Te Manu Huna a Tāne

Publication Details Hardback, 220mm x 190mm, 88pp, image plates 21, ISBN: 978-0-9951230-6-9

Author and/or Editor name/s Jenny Gillam & Eugene Hansen (Maniapoto) (eds.)

Author and/or Editor bio/s Jenny Gillam and Eugene Hansen are multimedia artists who often work collaboratively – with each other, with other artists and with researchers in other fields. Gillam trained as a photographer in the early 1990s and gained an MFA (RMIT, Melbourne) in 1999. Hansen gained a BFA (Sculpture) from Canterbury University in 1991 and an MFA (RMIT, Melbourne) in 1998. They are both Senior Lecturers at Massey University’s Whiti o Rehua School of Art, Wellington, New Zealand.

Year of publication 2020

Publisher Massey University Press, Auckland, New Zealand

Abstract For Māori, kiwi are under the protection of Tāne-Mahuta, atua of the forests and birds. They are known as te manu huna a Tāne – the hidden bird of Tāne. Highly treasured kahu kiwi, cloaks adorned with their feathers, carry the wairua, the spirit, of the kiwi. New Zealanders know that our national bird is vulnerable to extinction. Many of us have not seen a kiwi in the wild, nor are we aware of the care and respect shown to them after death.
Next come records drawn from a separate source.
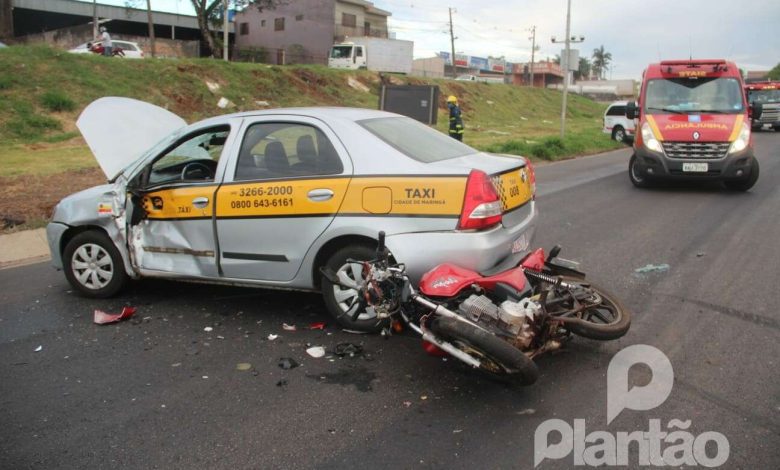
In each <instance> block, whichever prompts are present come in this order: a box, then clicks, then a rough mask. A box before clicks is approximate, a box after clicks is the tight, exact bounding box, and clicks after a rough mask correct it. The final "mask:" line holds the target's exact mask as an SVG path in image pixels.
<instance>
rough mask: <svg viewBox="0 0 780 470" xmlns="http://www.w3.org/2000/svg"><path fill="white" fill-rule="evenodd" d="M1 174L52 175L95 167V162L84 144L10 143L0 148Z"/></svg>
mask: <svg viewBox="0 0 780 470" xmlns="http://www.w3.org/2000/svg"><path fill="white" fill-rule="evenodd" d="M0 162H1V163H2V167H3V174H2V176H4V177H5V176H19V175H38V176H45V175H52V174H55V173H61V172H63V171H68V170H80V169H83V168H95V167H97V162H96V161H95V157H93V156H92V153H91V152H90V151H89V147H87V146H86V145H75V146H65V145H58V146H53V147H52V146H46V147H43V148H38V149H31V148H29V147H28V146H22V145H11V146H6V147H4V148H2V149H0Z"/></svg>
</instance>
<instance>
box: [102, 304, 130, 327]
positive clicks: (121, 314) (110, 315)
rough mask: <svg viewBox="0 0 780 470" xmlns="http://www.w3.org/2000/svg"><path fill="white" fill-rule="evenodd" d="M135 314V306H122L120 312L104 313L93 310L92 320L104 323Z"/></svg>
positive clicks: (102, 323)
mask: <svg viewBox="0 0 780 470" xmlns="http://www.w3.org/2000/svg"><path fill="white" fill-rule="evenodd" d="M133 314H135V307H124V308H122V312H120V313H106V312H104V311H102V310H95V317H94V319H93V320H92V321H94V322H95V323H96V324H98V325H106V324H109V323H116V322H119V321H122V320H127V319H128V318H130V317H132V316H133Z"/></svg>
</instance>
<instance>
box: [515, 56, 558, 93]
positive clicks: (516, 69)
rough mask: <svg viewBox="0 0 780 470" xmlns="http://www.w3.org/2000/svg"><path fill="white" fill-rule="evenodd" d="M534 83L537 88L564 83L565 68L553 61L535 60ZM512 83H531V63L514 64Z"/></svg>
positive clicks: (545, 86)
mask: <svg viewBox="0 0 780 470" xmlns="http://www.w3.org/2000/svg"><path fill="white" fill-rule="evenodd" d="M533 72H534V74H533V75H534V83H533V86H535V87H537V88H545V87H547V86H549V85H556V84H561V83H563V69H562V68H561V66H560V65H559V64H556V63H555V62H552V61H543V62H534V64H533ZM512 83H513V84H515V85H523V86H529V85H530V84H531V64H530V63H526V64H512Z"/></svg>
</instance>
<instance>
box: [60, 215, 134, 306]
mask: <svg viewBox="0 0 780 470" xmlns="http://www.w3.org/2000/svg"><path fill="white" fill-rule="evenodd" d="M62 261H63V263H62V264H63V269H64V271H65V278H66V279H67V280H68V282H69V283H70V285H72V286H73V287H74V288H75V289H76V290H77V291H79V292H80V293H81V294H82V295H84V296H86V297H94V298H106V297H111V296H112V295H114V294H116V293H117V292H119V290H120V289H122V287H123V286H124V285H125V284H126V283H127V280H128V276H127V273H126V272H125V266H124V263H123V262H122V256H121V255H120V254H119V250H117V248H116V246H114V243H113V242H112V241H111V239H110V238H108V236H107V235H105V234H104V233H102V232H98V231H94V230H92V231H88V232H82V233H79V234H78V235H76V236H74V237H73V238H72V239H71V240H70V241H69V242H68V244H67V245H65V250H64V251H63V257H62Z"/></svg>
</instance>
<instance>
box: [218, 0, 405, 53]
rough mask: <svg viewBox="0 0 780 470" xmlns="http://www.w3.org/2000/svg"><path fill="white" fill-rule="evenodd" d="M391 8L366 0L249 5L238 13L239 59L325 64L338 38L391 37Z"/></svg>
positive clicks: (238, 49)
mask: <svg viewBox="0 0 780 470" xmlns="http://www.w3.org/2000/svg"><path fill="white" fill-rule="evenodd" d="M388 16H390V12H387V11H384V10H380V9H379V8H376V7H375V6H374V4H373V3H371V2H368V1H365V0H297V1H295V2H286V3H283V4H281V5H279V6H277V7H276V8H274V9H267V10H263V11H258V10H257V9H256V8H252V7H251V6H250V7H248V8H246V9H245V10H243V11H242V12H239V13H237V14H236V16H235V19H234V22H235V25H236V31H237V35H236V50H235V51H234V53H233V57H234V58H235V59H236V60H249V61H257V62H266V63H271V64H289V63H304V64H327V62H328V51H329V50H330V46H331V45H333V44H334V43H335V42H341V41H344V40H345V39H347V38H349V37H354V36H374V37H381V38H386V37H387V17H388Z"/></svg>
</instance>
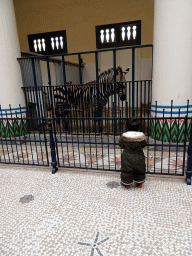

This book documents a wānanga at which three generations of Ngāti Torehina Ki Matakā women learned to pelt North Island brown kiwi so their feathers can be used to make kahu kiwi. It bears witness to their role as guardians of a vulnerable taonga, and their everyday commitment to the kaitiakitanga of our indigenous culture. This passing on of customary knowledge developed out of a partnership with the Department of Conservation, where accidentally killed kiwi, still protected under the Conservation Act 1987 even in death, were returned to Māori from the district in which the kiwi were found. These Māori women, culturally rooted in tradition, are quietly responding to the significant social and political issues that confront us on a local, national and global scale.